Re: Case Studies in Retrospect
I would not have predicted that the pars would do quite that well, but I agree that they did. Perhaps I should have expected it.
Compare any two versions of a given image at random, and ask yourself whether a significant majority, say two-thirds, would prefer one version to another. I’m experienced at asking myself that question and then verifying my opinion with others. Without seeing these two versions in advance, I’d have to predict that the chances of one being voted better are about 40%, since I imagine that 40% of the time the jury would prefer the other and 20% of the time it would have no preference.
Now suppose that we compare one of these versions to five randomly chosen ones. What are the odds of it winning against all five? This is impossible to state accurately, because it’s not like flipping a coin five times, where what happened on the first four flips has no bearing on the result of the fifth. But each time our version wins it becomes more likely to win against its next opponent. If it has already won against four opponents it has shown itself to be good enough to be a heavy favorite against the fifth. So, I’m going to speculate that the odds of being better than all five randomly chosen opponents are slightly less than one in ten, let’s be generous and say 10%.
For the MIT study I took 150 random images, each corrected by five retouchers. In each case I averaged the five, then compared the average to each of the five parents. According to my scoresheet the odds of the average being better than an individual parent were not 40% but 74%. The odds of being better than all five were not 10% but 24%.
I was thinking that our par versions would show somewhat similar results but this was stupid. Of the five MIT retouchers often one or two would do a notably poor job, and this would detract from the average version. Someone who did a good job, therefore, had a potential advantage over the average. In our case this was not true: the par versions weren’t created from random efforts but rather from good ones, the best five, say, out of 25.

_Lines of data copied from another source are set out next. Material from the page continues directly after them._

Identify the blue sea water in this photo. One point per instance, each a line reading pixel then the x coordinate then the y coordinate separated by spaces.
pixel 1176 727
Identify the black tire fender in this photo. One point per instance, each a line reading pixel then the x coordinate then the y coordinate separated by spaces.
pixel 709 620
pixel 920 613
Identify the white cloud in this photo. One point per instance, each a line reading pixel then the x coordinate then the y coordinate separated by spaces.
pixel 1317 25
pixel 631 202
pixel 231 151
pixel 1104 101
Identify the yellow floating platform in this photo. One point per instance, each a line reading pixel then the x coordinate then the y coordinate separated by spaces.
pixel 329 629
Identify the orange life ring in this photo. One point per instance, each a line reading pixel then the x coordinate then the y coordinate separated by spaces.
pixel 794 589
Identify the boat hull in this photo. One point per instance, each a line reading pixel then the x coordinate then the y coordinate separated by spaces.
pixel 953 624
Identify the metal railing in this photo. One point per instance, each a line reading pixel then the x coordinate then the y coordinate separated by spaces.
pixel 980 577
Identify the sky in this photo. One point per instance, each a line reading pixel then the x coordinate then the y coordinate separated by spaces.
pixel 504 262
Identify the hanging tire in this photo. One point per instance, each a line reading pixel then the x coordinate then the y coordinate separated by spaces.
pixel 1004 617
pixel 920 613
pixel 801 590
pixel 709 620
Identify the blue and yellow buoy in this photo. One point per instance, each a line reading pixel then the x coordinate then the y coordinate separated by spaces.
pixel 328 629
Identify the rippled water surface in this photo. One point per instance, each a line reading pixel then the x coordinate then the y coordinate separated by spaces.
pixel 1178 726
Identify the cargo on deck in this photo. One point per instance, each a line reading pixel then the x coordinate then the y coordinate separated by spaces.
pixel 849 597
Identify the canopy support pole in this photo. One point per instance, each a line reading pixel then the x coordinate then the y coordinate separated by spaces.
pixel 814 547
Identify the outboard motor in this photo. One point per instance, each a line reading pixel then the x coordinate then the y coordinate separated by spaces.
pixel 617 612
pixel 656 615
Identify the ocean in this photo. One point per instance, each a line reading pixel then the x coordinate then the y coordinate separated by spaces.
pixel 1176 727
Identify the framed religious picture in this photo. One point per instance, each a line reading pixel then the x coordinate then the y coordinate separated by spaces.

And the results were convincing. I didn’t actually count these up like I did with the MIT study but my impression that in at least half of these studies the par would have been voted better than any of its five parents. There were instances where people came up with something at least competitive to if not better than the par, but they were rare.
I seem to recall posting once that blending multiple versions is probably most advantageous to the inexperienced, because averaging may cover up certain deficiencies in one version. But these studies suggest that maybe blending is even more advantageous to the experienced professional.